THE PHANTOM AT THE WATERWORKS

Unexplained activity at a shuttered plant — and the industrial fluoride pipeline still flowing to America’s taps

January 1, 2026

If you drive into Monongah, in Marion County, in the state of West Virginia, at the wrong hour, you might think the town is asleep. Rows of mill houses, the river crawling like an old memory, and that iron smell in the air that you only get in places where industry once boomed and then bled out. But the old Waterworks plant is different. It feels awake.

Locals say the place should be dead — electricity cut, machinery stripped, gates welded shut. But multiple residents report the same thing: lights blinking to life behind cracked windows, the unmistakable whine of motors spooling up, and a pulsing vibration in the ground like something deep beneath the building is breathing. Some nights it’s subtle, like a hum through the pipes. Other nights people say it sounds like the whole water system is trying to come back online.

A former maintenance man, Everett Dales, claims he saw footprints in condensation on the concrete — fresh, heading toward the filtration tanks. “I know what running machinery sounds like,” he said, “and I know what the guts of that building looked like before we gutted it. It shouldn’t be able to make noise. There’s nothing left to spin.” He wouldn’t go inside again, even if someone paid him.

Police reports describe “unidentified figures” on the catwalks. Paranormal investigators describe hearing answers to questions no one asked. The town just calls it the Ghost Flow — the feeling that something in the pipes still thinks it has a job to do.

The Fluoride Supply Chain Nobody Likes Talking About

Far from the haunted brickwork of Monongah, water treatment facilities across America dose drinking water with fluoride. On paper, it’s a public health measure — controlled, measured, dentist-approved. But behind that is a supply chain that reads less like medical care and more like industrial housekeeping.

A significant portion of fluoride additives originate not from pharmaceutical labs or medical suppliers, but from industrial by-products: phosphate fertilizer production, aluminum refining, and smokestack scrubbing systems capturing fluorine compounds before they can be released into the air. Those compounds can be processed, concentrated, and sold to municipalities as hydrofluosilicic acid or sodium fluoride.
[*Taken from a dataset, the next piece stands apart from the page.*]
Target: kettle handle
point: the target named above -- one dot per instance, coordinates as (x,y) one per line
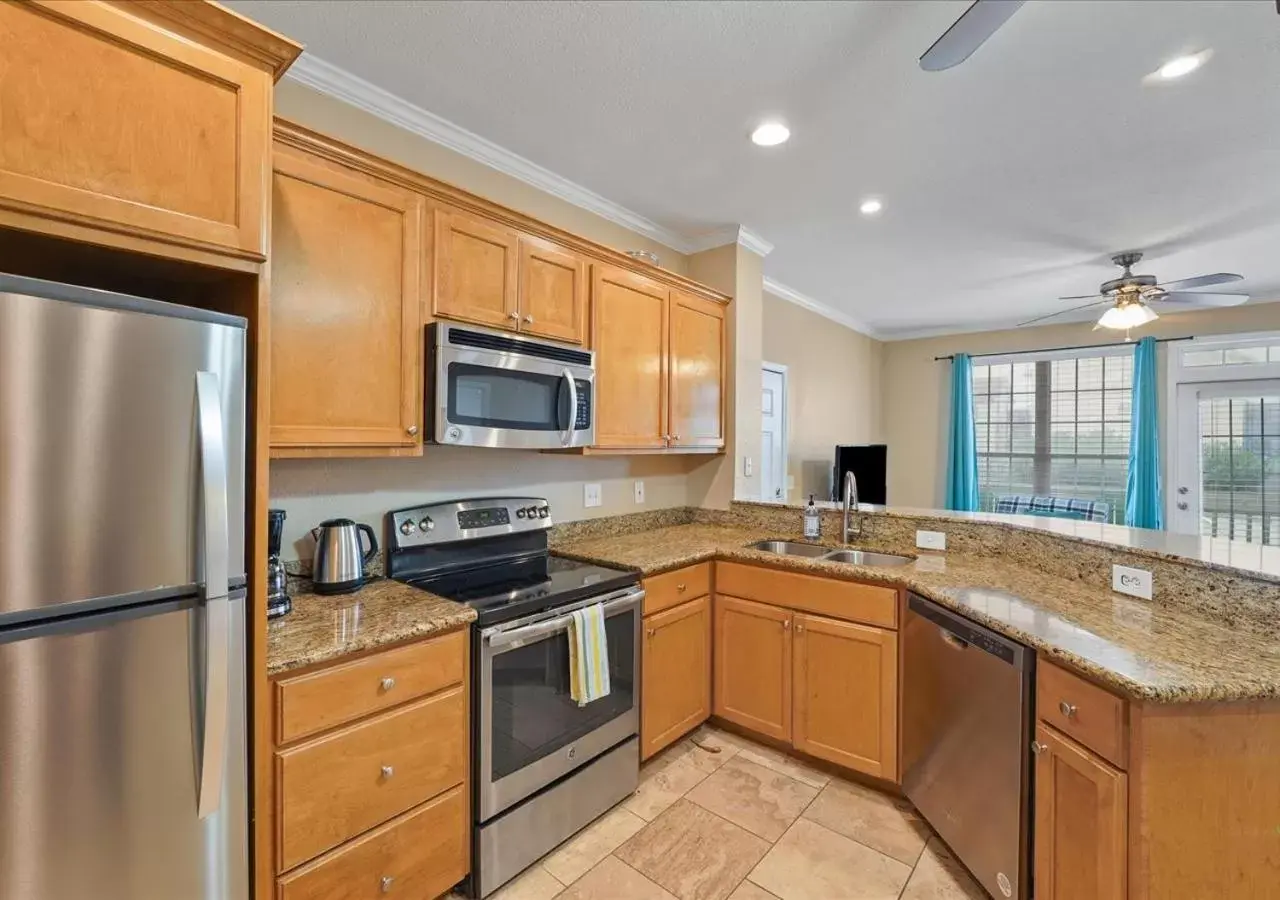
(373,543)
To critics, the process looks like a disposal strategy wearing a lab coat. Take what used to be expensive waste, recast it as a “resource,” and let the public utilities become the last step of the supply chain.

The Companies in the Stream

When you trace where fluoridation chemicals come from, certain names float to the surface like driftwood after a storm. Univar Solutions — a major distributor, moving treatment chemicals across the country. Connection Chemical LP — a bulk handler selling fluorosilicic acid directly to municipal systems. Mosaic — tied to the fertilizer sector and the by-products that supply fluoride to buyers. Solvay and Honeywell — industrial chemical firms whose fluoride compounds feed both commercial manufacturing and water treatment.
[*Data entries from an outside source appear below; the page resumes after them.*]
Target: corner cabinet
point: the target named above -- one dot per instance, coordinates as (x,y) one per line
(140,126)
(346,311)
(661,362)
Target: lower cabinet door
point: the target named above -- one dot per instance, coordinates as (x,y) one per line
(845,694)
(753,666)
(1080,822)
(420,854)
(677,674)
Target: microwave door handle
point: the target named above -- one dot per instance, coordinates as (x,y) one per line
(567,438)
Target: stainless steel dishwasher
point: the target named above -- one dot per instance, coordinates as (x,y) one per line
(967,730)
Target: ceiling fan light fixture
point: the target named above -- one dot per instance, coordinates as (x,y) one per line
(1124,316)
These companies aren’t doing anything illegal by selling their products. Cities aren’t doing anything illegal by buying them. But legality and comfort aren’t the same thing, and that’s where the argument starts. Supporters say it’s safe at the levels used. Opponents say the issue isn’t the dosage — it’s the origin.

Haunted Infrastructure

Pause and think about that. On one side, a plant the town swears is still running in the dark — phantom machinery, voices echoing through empty tanks, a water purification system that acts like it remembers its job. On the other side, an industrial supply chain that begins at smokestacks and waste streams and ends in kitchen faucets.
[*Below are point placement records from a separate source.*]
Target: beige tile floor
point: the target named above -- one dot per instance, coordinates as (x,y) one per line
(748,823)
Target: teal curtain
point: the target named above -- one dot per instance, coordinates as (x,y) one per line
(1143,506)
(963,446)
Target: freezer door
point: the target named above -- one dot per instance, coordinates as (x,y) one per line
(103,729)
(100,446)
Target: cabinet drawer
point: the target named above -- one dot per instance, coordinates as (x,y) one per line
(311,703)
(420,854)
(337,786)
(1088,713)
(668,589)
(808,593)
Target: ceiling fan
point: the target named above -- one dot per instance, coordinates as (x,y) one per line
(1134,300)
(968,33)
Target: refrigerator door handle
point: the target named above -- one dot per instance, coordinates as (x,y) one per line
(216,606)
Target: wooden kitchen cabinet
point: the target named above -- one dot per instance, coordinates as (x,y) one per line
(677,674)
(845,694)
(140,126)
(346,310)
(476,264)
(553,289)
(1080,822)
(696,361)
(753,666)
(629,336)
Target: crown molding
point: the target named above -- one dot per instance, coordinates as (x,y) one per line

Two different hauntings. One supernatural. One bureaucratic.

Monongah’s ghost stories might never be proven. But the pipes? The industrial by-products? The corporate routes? That’s all real enough. And for the people who still live in the shadow of the Waterworks, paranormal activity and chemical distribution feel like two sides of the same coin — the past refusing to stay buried.

The Pipes Remember

A town like this doesn’t need a monster to scare it. It has memory. It has history. It has the echo of industry in its bones. The Ghost Flow isn’t just about spirits in the filtration tanks. It’s about a pipeline that never stopped running — even after everyone swore it did.

Sometimes the scariest part of a haunting isn’t the ghost.
It’s realizing what never truly left.